Global AI health care market, worth $ 29.01 billion in 2024, It is expected to reach 504.17 billion to 2032. In Europe itself, The market is expected to increase From USD 7.92 billion in 2024 to USD 143.02 billion to 2033, with an amazing 38% annual growth rate.
The growing adoption emphasizes the significant potential of artificial intelligence in many areas of healthcare: it can enhance accuracy and early detection of diseases, support personalized treatment plans, improve administrative tasks, such as invoicing and planning, and improve hospital resource management through predictive analysis. In clinical practice, AI is already influenced In such areas as early sepsis detection and improved breast cancer screening.
As Antoine Tesnière, a medical professor and managing director of Parisanté Campus, noted, in an interview with Himss TV: “AI is a real revolution for healthcare. AI tools allow us to understand that we will have super precise, super-production, superpreventive, super-personal approaches in the near future.”
AI develops beyond only helping clinicians in making decisions. “The level of performance is approaching today’s man, but will exceed the human performance level, bringing new horizons to the overall health care efficiency,” said Tesnière.
Critical challenges with AI
Despite the growing enthusiasm, grave fears remain. “The error can affect the making clinical decisions and the patient’s care during the implementation of algorithmic tools,” said Dr. Jessica Morley, the post-coating researcher at the Yale Digital Ethics Center, in an interview with Himss TV. It indicates current restrictions on systems, such as arrhythmia detecting devices, which usually do not work so well for people with darker skin and melanoma algorithms that fail in various populations.
Morley also identifies a deeper system problem, which he calls “reverse data quality law”: “where you have the greatest need, you often have the lowest availability of high quality data.” This basic challenge means that the creation of fair AI systems requires solving both technical restrictions and management obstacles.
Despite these obstacles, Morley remains optimist that the right approaches can overcome current challenges. He believes that innovations, such as secure data environments, offer a real path ahead: “You can still protect the data of individual patients and continue to use health benefits at the population level at the group level. You can have a cake and eat them too”-he is held.

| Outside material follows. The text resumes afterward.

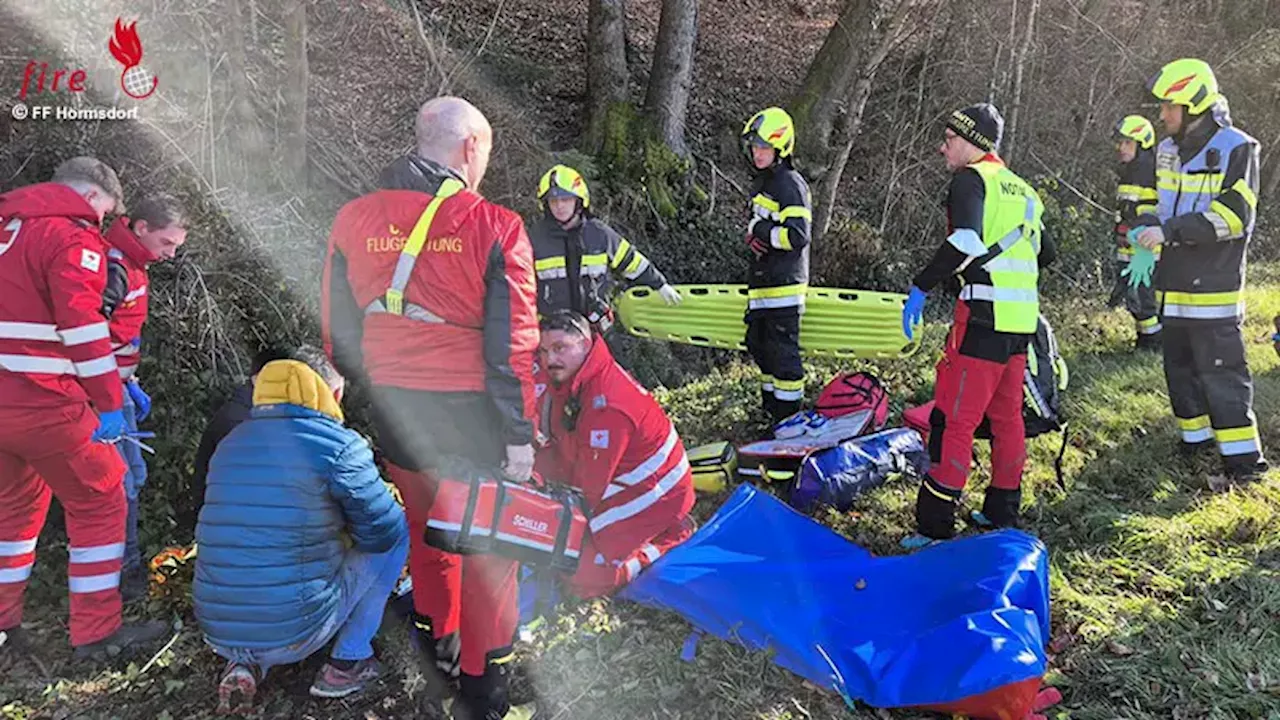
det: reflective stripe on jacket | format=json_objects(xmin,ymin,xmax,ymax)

Balancing innovation and protection
To meet AI’s challenges, the European Union has established two breakthrough regulatory frames to ensure that AI development balance in the field of healthcare innovations in the field of ethics, transparency and respect for fundamental rights.
. I give an act It aims to improve access to data generated by connected medical devices, helping to create more diverse and representative data sets, while reducing the risk of algorithmic bias. Meanwhile I have an act Specifies clear requirements for high -risk AI systems in healthcare, introducing security, such as compulsory impact assessments, human supervision, explaining AI models and data verification.
These frames are aimed at supporting the environment in which AI healthcare can provide precise and personalized care, while maintaining trust, honesty and responsibility.